By Alek Sigley.
We had the great pleasure of seeing our friend Park Yeongi’s (박영이/朴英二) new film, Sky Blue Symphony, at the DMZ Film Festival in Seoul last week (check out the trailer at the bottom of this post).
The film is a documentary that follows a group of Zainichi Korean (ethnic Koreans living in Japan) high school students on a trip to North Korea. They, like many others in their community, identify the North as their homeland, despite having grown up in Japan and tracing their ancestry to the South. The film does a good job of summarising the complex historical connections between the Korean schools in Japan and North Korea, which those not familiar with modern East Asian history may find perplexing (if you’re interested in reading more on Zainichi Koreans and North Korea, see Tessa Morris-Suzuki’s Exodus to North Korea and the work of Sonia Ryang, Andrei Lankov has also written here and there about the topic).
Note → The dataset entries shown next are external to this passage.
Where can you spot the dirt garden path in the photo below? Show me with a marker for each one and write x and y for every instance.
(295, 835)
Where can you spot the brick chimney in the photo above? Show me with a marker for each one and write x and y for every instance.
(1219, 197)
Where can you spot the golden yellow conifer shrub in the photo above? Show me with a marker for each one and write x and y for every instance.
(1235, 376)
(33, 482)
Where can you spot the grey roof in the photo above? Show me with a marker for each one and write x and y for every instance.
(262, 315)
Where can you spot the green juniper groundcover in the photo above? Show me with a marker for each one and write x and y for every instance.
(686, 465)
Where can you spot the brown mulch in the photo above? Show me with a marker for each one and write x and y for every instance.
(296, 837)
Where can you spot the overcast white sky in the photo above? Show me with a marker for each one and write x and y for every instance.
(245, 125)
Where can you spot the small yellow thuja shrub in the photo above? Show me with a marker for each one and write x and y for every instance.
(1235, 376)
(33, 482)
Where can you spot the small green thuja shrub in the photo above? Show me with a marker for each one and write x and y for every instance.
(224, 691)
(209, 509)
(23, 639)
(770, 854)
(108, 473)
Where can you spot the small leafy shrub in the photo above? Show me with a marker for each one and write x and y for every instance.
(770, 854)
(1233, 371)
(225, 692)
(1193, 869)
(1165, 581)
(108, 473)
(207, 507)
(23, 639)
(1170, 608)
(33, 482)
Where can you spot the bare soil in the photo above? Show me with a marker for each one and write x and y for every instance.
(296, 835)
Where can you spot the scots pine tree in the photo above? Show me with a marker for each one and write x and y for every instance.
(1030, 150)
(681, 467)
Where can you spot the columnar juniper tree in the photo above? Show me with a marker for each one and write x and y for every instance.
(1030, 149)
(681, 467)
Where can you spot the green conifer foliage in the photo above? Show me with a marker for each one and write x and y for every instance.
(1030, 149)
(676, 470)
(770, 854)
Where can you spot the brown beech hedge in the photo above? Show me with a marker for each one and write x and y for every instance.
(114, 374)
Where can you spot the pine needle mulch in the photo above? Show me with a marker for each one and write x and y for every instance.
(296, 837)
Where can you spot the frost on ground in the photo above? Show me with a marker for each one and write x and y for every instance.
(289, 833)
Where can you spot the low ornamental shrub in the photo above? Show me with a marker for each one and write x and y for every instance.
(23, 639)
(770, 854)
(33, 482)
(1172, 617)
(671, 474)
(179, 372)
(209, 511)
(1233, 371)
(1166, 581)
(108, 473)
But above all, it’s a humorous and touching story whose endearing teenage stars remind us of the need to look beyond the stereotypes, whether they be of Zainichi Koreans or of North Koreans, towards the common humanity we all share.
Sky Blue Symphony has quickly become one of our favourite documentaries on North Korea. We strongly recommend this film if you get the opportunity to see it. We wish the best of luck to its director Park Yeongi, who himself grew up attending Korean schools in Japan, and hope that through his films many more can come to hear the stories of Zainichi Koreans into the future.
Fun fact: We first met Park Yeongi at the Pyongyang International Film Festival in September 2014. Two years later his films are screening in Seoul!